Endocrine causes of osteoporosis

Answer 16

• Hypogonadism -> Most notably any cause of oestrogen deficiency, this is seen after the menopause which is why postmenopausal osteoporosis is common.
• Excessive glucocorticoids -> May be endogenous (cortisol) or exogenous, they have a catabolic effect on bone leading to bone loss.
• Hyperparathyroidism.
• Hyperthyroidism.

Question 17

Describe diagnosis of osteoporosis

Answer 17

• To diagnose osteoporosis involves measuring the bone mineral density (BMD) and we do this by doing a DEXA scan (dual energy x-ray absorptiometry).
• This gives us a T score which is the no. of standard deviations below the average peak bone mass for a young adult.
• One is normal if they have a T score of -1 or above, so they lie within 1 S.D. of the normal.
• Osteopenia or low bone density is diagnosed if they have a T score of lower than -1 but greater than 2.5.
• Osteoporosis if T score lower than -2.5.
• Severe osteoporosis if T score lower than -2.5 and presence of at least one fragility fracture.
• A Z score is essentially the same thing but rather than being no. of S.D. from a young adult at peak bone mass it is age matched to that individual (may also match gender, ethnicity etc.).

Question 18

How does bone density in women change at different ages?

Answer 18

The bone density of women declines over life, peak bone mass is achieved between 25-30 and then after 30 it declines.
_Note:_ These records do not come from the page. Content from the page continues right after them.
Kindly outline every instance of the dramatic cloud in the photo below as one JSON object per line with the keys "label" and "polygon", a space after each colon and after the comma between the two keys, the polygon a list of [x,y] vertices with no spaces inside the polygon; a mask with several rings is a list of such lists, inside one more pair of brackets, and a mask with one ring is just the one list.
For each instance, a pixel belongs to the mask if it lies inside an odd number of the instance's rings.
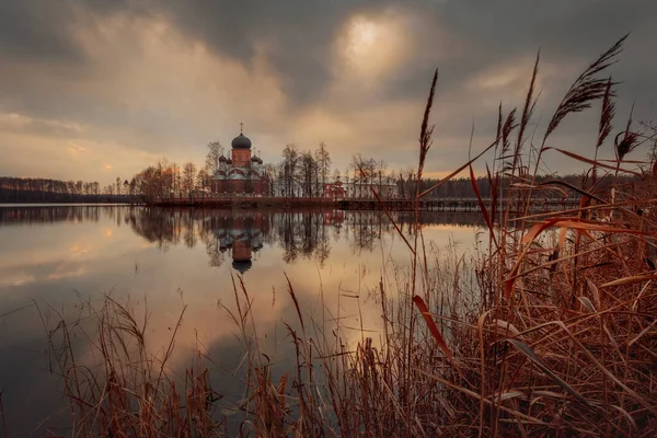
{"label": "dramatic cloud", "polygon": [[[341,170],[355,151],[406,168],[436,67],[427,171],[439,174],[466,159],[473,123],[483,147],[499,103],[522,104],[539,48],[532,132],[627,32],[618,114],[635,104],[635,119],[653,118],[656,15],[633,0],[1,2],[0,174],[104,184],[159,157],[201,163],[241,120],[266,161],[323,140]],[[596,117],[573,117],[553,141],[590,152]]]}

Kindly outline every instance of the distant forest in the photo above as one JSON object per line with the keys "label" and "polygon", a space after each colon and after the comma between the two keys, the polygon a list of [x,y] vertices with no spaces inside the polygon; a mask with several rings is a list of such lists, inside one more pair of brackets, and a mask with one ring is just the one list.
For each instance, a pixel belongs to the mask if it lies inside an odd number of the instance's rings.
{"label": "distant forest", "polygon": [[134,203],[129,183],[101,191],[96,182],[0,176],[0,203]]}
{"label": "distant forest", "polygon": [[[610,180],[601,181],[599,186],[610,185]],[[627,184],[632,184],[629,177],[619,177]],[[603,178],[604,180],[604,178]],[[73,182],[58,181],[47,178],[20,178],[0,176],[0,203],[136,203],[142,200],[142,194],[138,186],[132,182],[116,178],[116,183],[112,186],[105,186],[100,189],[99,183],[95,182]],[[565,192],[551,192],[550,197],[564,197],[572,193],[566,186],[584,187],[586,181],[583,175],[566,175],[566,176],[539,176],[538,183],[548,181],[558,182],[554,187],[561,187]],[[420,192],[430,188],[437,184],[439,180],[427,178],[420,183]],[[616,181],[618,182],[618,181]],[[622,183],[621,182],[621,183]],[[491,196],[491,182],[486,177],[476,178],[477,187],[482,197]],[[561,184],[565,183],[565,184]],[[402,195],[412,196],[415,193],[416,182],[412,177],[404,178],[399,176],[397,185]],[[503,186],[507,186],[508,182],[502,182]],[[552,186],[552,185],[551,185]],[[376,187],[374,187],[376,188]],[[544,194],[540,196],[545,196]],[[470,178],[461,177],[441,184],[426,198],[471,198],[475,197],[474,189]]]}

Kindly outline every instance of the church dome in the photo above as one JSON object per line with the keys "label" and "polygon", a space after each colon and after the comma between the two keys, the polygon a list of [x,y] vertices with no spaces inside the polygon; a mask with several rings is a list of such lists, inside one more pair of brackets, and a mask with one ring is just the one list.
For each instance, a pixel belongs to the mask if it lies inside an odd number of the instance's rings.
{"label": "church dome", "polygon": [[233,149],[251,149],[251,140],[240,132],[238,137],[233,138],[231,146]]}

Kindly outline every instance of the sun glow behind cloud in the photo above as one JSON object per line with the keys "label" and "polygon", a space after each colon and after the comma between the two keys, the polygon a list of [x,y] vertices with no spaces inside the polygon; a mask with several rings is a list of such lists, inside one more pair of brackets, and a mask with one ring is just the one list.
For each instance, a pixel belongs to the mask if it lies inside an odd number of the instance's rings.
{"label": "sun glow behind cloud", "polygon": [[408,57],[406,24],[403,15],[394,13],[355,15],[348,20],[336,42],[343,72],[370,82],[391,73]]}

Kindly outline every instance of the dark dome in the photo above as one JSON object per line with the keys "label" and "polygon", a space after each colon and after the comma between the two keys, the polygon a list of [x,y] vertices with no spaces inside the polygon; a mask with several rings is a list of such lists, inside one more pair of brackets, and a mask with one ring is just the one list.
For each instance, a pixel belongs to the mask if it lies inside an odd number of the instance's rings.
{"label": "dark dome", "polygon": [[233,269],[235,269],[240,274],[244,275],[244,273],[246,270],[249,270],[249,268],[251,268],[251,265],[252,265],[251,261],[246,261],[246,262],[234,261],[233,262]]}
{"label": "dark dome", "polygon": [[238,137],[233,138],[231,146],[233,149],[251,149],[251,140],[240,132]]}

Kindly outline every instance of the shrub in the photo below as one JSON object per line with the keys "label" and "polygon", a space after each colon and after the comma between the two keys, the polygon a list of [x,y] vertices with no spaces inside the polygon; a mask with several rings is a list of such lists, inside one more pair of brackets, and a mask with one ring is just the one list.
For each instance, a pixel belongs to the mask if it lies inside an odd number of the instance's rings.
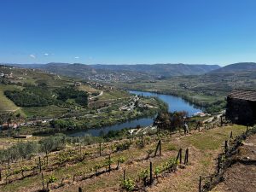
{"label": "shrub", "polygon": [[127,191],[132,191],[134,189],[134,181],[127,178],[123,181],[123,189]]}

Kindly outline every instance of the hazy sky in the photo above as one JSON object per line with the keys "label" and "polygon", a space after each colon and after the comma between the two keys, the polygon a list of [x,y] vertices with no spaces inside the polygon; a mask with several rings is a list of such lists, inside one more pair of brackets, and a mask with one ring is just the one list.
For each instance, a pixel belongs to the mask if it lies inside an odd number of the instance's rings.
{"label": "hazy sky", "polygon": [[0,62],[256,61],[256,0],[0,0]]}

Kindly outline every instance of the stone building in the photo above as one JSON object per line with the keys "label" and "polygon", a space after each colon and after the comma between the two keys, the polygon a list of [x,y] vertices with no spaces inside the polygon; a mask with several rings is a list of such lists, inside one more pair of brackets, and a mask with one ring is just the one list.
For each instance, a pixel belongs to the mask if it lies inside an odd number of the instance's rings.
{"label": "stone building", "polygon": [[226,118],[233,123],[256,123],[256,91],[233,90],[227,96]]}

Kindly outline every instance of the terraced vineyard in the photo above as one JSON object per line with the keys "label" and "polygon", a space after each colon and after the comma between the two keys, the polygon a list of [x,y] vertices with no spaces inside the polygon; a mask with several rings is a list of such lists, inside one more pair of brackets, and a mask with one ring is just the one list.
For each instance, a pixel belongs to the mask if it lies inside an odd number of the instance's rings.
{"label": "terraced vineyard", "polygon": [[[172,135],[160,133],[88,146],[69,143],[65,149],[49,154],[48,158],[41,154],[40,164],[38,155],[10,163],[9,166],[3,164],[0,190],[39,190],[43,188],[43,172],[45,187],[48,181],[49,188],[53,191],[77,191],[79,187],[84,191],[119,191],[122,190],[124,170],[125,178],[134,183],[132,187],[143,190],[145,188],[143,180],[148,183],[146,170],[152,162],[154,183],[147,187],[148,191],[197,191],[199,176],[207,176],[212,172],[216,163],[214,158],[223,150],[223,144],[230,138],[230,131],[236,137],[245,130],[246,127],[235,125],[200,132],[195,130],[186,136],[178,132]],[[160,140],[161,155],[157,153],[154,156]],[[170,162],[176,159],[179,148],[183,149],[183,158],[184,149],[189,148],[189,164],[184,166],[183,159],[177,169],[170,170]],[[169,165],[167,168],[166,165]],[[158,174],[157,177],[155,174]]]}

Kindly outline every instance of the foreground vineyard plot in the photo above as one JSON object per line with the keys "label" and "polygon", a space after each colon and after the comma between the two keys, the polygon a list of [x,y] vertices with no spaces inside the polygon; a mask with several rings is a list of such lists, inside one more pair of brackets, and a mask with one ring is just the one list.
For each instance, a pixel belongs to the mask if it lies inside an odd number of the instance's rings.
{"label": "foreground vineyard plot", "polygon": [[[180,133],[171,135],[160,135],[159,137],[143,137],[144,147],[139,147],[140,138],[131,141],[131,144],[124,148],[124,150],[117,151],[129,140],[114,141],[102,143],[101,148],[102,156],[99,154],[99,144],[90,146],[69,147],[67,149],[49,154],[48,166],[45,158],[42,156],[43,172],[45,179],[55,177],[54,183],[49,184],[49,189],[54,191],[76,191],[79,187],[85,191],[119,191],[121,189],[123,172],[125,170],[125,177],[137,182],[139,174],[143,169],[149,167],[149,162],[153,163],[153,168],[166,162],[170,158],[176,158],[179,148],[189,149],[189,164],[185,168],[177,168],[172,173],[160,175],[158,181],[148,187],[149,191],[168,191],[170,189],[178,191],[197,190],[199,175],[207,175],[211,172],[218,154],[222,150],[224,141],[230,137],[230,131],[234,137],[241,134],[246,127],[238,125],[228,125],[215,129],[206,130],[201,132],[183,136]],[[161,140],[162,155],[156,157],[154,153],[149,154],[150,149],[155,148],[159,140]],[[111,172],[108,172],[108,154],[111,153]],[[120,158],[124,158],[119,164],[119,169],[116,169]],[[31,167],[37,166],[38,157],[31,160],[24,160],[10,164],[12,175],[7,177],[6,167],[3,167],[3,179],[0,186],[1,191],[36,191],[42,189],[42,176],[38,169],[24,171],[15,173],[15,170],[20,167]],[[106,163],[108,165],[106,165]],[[106,172],[107,170],[107,172]],[[34,172],[34,175],[33,175]],[[102,172],[95,176],[97,172]],[[86,179],[84,179],[86,177]]]}

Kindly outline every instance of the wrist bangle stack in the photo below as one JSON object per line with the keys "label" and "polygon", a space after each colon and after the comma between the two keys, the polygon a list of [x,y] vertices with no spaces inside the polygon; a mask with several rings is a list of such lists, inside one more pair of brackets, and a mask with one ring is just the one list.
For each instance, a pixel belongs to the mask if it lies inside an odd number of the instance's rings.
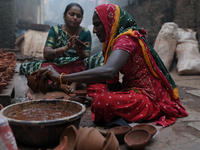
{"label": "wrist bangle stack", "polygon": [[62,75],[63,74],[66,75],[66,73],[61,73],[61,75],[60,75],[60,84],[61,84],[61,86],[66,87],[68,82],[65,85],[62,84]]}
{"label": "wrist bangle stack", "polygon": [[56,49],[54,49],[54,53],[55,53],[55,55],[57,56]]}

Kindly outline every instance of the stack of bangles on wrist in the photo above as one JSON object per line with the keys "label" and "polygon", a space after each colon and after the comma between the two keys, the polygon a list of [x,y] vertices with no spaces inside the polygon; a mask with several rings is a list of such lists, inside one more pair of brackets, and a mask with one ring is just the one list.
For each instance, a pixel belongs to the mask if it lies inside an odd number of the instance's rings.
{"label": "stack of bangles on wrist", "polygon": [[62,84],[62,75],[66,75],[66,73],[61,73],[61,75],[60,75],[60,84],[61,84],[61,86],[66,87],[68,82],[65,85]]}
{"label": "stack of bangles on wrist", "polygon": [[54,49],[54,53],[55,53],[55,55],[57,56],[57,52],[56,52],[56,49]]}

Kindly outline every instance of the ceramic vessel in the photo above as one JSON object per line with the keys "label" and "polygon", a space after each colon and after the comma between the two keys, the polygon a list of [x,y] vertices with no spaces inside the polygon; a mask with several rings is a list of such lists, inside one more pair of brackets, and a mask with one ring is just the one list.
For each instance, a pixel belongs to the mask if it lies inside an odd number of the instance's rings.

Especially after the menopause when there is a big decline in oestrogen levels which increases rate of decline in bone mass. Bone loss is a natural part of ageing.

Question 19

Treatment for osteoporosis

Answer 19

• First line: Ensure adequate calcium and vit D intake (diet), appropriate exercise.
• Oestrogen - effects well established but safety of long term treatment has been questioned. It is not current first line treatment.
• Bisphosphonates: inhibit function of osteoclasts function e.g. risedronate, alendronate.
• Long term use associated with atypical fractures due to brittle bone.
• PTH analogues: paradoxially work. Long term elevated PTH levels –> osteoporosis (inevitable in hyperparathyroidism). Remember PTH is both anabolic and catabolic. Low dose intermittent PTH is used for osteoporosis.
• Denosumab: antibody against RANK ligand (since 2010) thus preventing osteoclast differentiation.

Question 20

Features of menopause

Answer 20

The menopause is the permanent cessation of the menstruation and the average age for it is 51. There are various signs and symptoms associated with it for example dry vagina and hot flushes.
The most common (early?) manifestation of the menopause is vasomotor symptoms, basically hot flushes!
Later on accelerated bone loss is seen and osteoporosis due to the low oestrogen levels.